One of the best feelings is when I have a recommendation so good that I cannot WAIT to share it with the group…
The premise: Comedian Aisling Bea plays Aine, an Irish twentysomething who has just checked out of a rehab center, where she went to recover from “a teeny little nervous breakdown.” Her sister Shona (Catastrophe‘s Sharon Horgan) offers her a shoulder to lean on. Aine teaches ESL classes and tutors a sweet French boy and tells herself not to call her ex-boyfriend. Most of all, she tries to keep her head above water, while keeping her depression at bay. The show is packed with jokes and vulnerability and sex and too much wine and so much heart.
(The reviews have been glowing, too: The Atlantic calls it a “bountiful binge watch,” NPR says it’s “well worth your time,” the Guardian says it “makes you laugh and flinch in the same perfect proportions,” and GQ calls it “the most bingeable show on TV right now.”)

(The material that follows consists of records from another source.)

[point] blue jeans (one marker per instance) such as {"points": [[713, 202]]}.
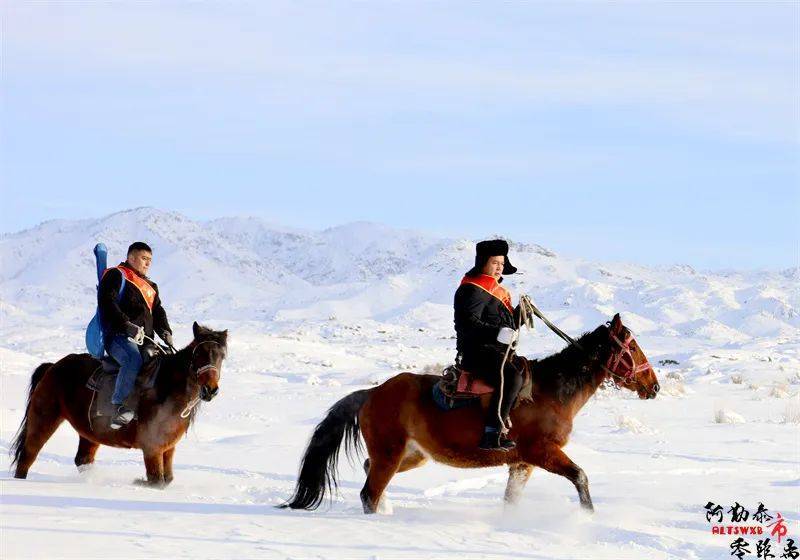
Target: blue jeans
{"points": [[127, 355]]}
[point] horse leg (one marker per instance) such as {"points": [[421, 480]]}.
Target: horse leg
{"points": [[554, 460], [43, 418], [410, 461], [380, 473], [85, 455], [168, 455], [518, 475], [154, 465]]}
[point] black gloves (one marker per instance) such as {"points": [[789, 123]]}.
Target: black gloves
{"points": [[166, 336], [131, 330]]}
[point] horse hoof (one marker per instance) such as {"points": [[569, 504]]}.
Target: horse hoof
{"points": [[385, 507], [157, 484]]}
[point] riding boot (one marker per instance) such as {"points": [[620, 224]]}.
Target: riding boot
{"points": [[495, 440], [122, 418]]}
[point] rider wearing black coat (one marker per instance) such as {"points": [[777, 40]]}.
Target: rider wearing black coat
{"points": [[131, 308], [481, 309]]}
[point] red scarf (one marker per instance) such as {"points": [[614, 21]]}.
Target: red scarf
{"points": [[489, 284], [144, 287]]}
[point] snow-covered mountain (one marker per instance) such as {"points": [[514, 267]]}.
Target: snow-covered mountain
{"points": [[246, 268], [315, 315]]}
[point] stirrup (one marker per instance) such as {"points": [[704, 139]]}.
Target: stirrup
{"points": [[123, 417]]}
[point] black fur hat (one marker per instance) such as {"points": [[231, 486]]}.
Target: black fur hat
{"points": [[491, 248]]}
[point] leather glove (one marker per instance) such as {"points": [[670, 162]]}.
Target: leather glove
{"points": [[166, 336], [506, 335]]}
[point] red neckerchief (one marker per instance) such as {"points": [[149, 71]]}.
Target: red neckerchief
{"points": [[489, 284], [144, 287]]}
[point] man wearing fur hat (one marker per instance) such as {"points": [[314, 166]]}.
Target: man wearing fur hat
{"points": [[484, 323]]}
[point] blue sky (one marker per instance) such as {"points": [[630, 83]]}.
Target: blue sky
{"points": [[643, 132]]}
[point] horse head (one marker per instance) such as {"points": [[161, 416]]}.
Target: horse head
{"points": [[627, 365], [209, 348]]}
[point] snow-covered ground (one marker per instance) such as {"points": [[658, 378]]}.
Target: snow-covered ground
{"points": [[316, 315]]}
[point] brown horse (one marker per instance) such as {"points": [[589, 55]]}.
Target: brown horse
{"points": [[58, 392], [403, 428]]}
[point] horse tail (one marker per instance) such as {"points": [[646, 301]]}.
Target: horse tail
{"points": [[319, 465], [18, 445]]}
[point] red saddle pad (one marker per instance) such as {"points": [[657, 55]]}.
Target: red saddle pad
{"points": [[470, 384]]}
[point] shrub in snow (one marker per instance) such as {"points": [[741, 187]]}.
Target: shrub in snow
{"points": [[726, 416], [673, 388], [433, 369], [631, 424], [791, 414], [779, 391]]}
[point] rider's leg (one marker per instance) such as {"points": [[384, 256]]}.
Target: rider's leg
{"points": [[127, 354]]}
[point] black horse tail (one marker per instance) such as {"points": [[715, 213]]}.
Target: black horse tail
{"points": [[18, 445], [318, 469]]}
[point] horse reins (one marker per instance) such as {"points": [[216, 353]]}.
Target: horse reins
{"points": [[527, 305], [197, 372]]}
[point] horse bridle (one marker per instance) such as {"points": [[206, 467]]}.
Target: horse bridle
{"points": [[528, 309], [209, 366]]}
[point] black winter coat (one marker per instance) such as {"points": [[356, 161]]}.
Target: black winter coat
{"points": [[132, 307]]}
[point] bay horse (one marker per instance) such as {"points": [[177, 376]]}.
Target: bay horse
{"points": [[403, 427], [58, 392]]}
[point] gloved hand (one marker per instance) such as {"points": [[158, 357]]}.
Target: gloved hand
{"points": [[506, 335], [166, 336], [135, 332]]}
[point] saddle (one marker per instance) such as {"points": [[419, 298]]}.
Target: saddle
{"points": [[103, 380], [459, 387]]}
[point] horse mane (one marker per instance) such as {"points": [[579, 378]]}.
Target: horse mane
{"points": [[566, 373], [173, 376]]}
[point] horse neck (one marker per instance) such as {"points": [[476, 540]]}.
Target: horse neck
{"points": [[592, 358], [178, 383], [582, 396]]}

On a personal note, I was surprised to see someone who deals with anxiety and depression the same way that I do. I’ve never seen that on screen before. Usually, depressed characters on TV avoid people and are flat and sad around them, which is totally understandable — but Aine felt cheerful around people, truly buoyed by them, and her brain would then go dark when she was alone. (For example, in one episode, Aine cheerfully jokes about fashion with her sister, but as soon as her sister heads out for the night, she crumbles onto the bathroom floor.) I know this so well.
When I’ve been depressed (after the birth of both boys) or generally anxious (basically all the time), I NEED to be around people. During my wobbliest times, I’ll follow Alex around the house like a puppy; once I even walked to the grocery store just to chat with shoppers in line. Being around people distracts me from my dark thoughts.

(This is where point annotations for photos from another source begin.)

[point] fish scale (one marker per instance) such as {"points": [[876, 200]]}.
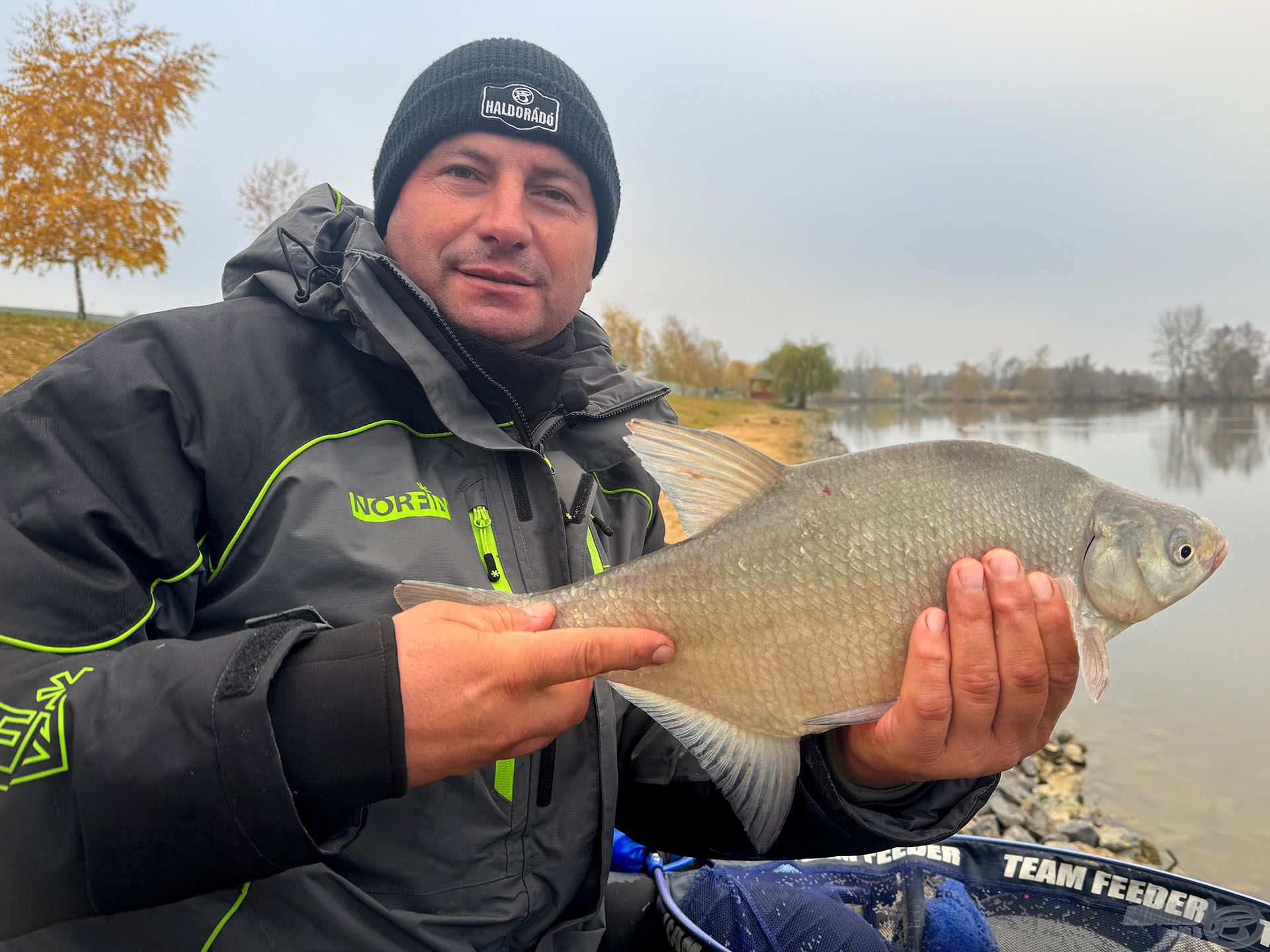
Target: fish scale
{"points": [[792, 602]]}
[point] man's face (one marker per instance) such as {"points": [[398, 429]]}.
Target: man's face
{"points": [[501, 233]]}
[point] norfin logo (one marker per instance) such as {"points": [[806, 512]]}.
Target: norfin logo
{"points": [[422, 502], [521, 107]]}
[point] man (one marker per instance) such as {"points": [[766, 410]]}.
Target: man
{"points": [[197, 758]]}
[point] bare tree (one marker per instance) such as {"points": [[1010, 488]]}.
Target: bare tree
{"points": [[1232, 358], [269, 190], [1177, 338]]}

The catch is that, when I’m having a hard time, I can feel almost desperate for company. There is a humor article about the definition of hell for every personality type, and mine was “You are stuck in a room by yourself for the rest of eternity.” Aine seemed the same way — and since I’d never seen a character portrayed like that before, the show meant so much to me.
My only criticism of This Way Up is that, like with Fleabag, there are only six 20-minute episodes in the season. I can’t wait for season two.
Go watch! I’m so curious to hear what you think. Xoxo
Have you ever seen a character that reminds you of yourself? Are you watching any good shows right now? Would love to hear.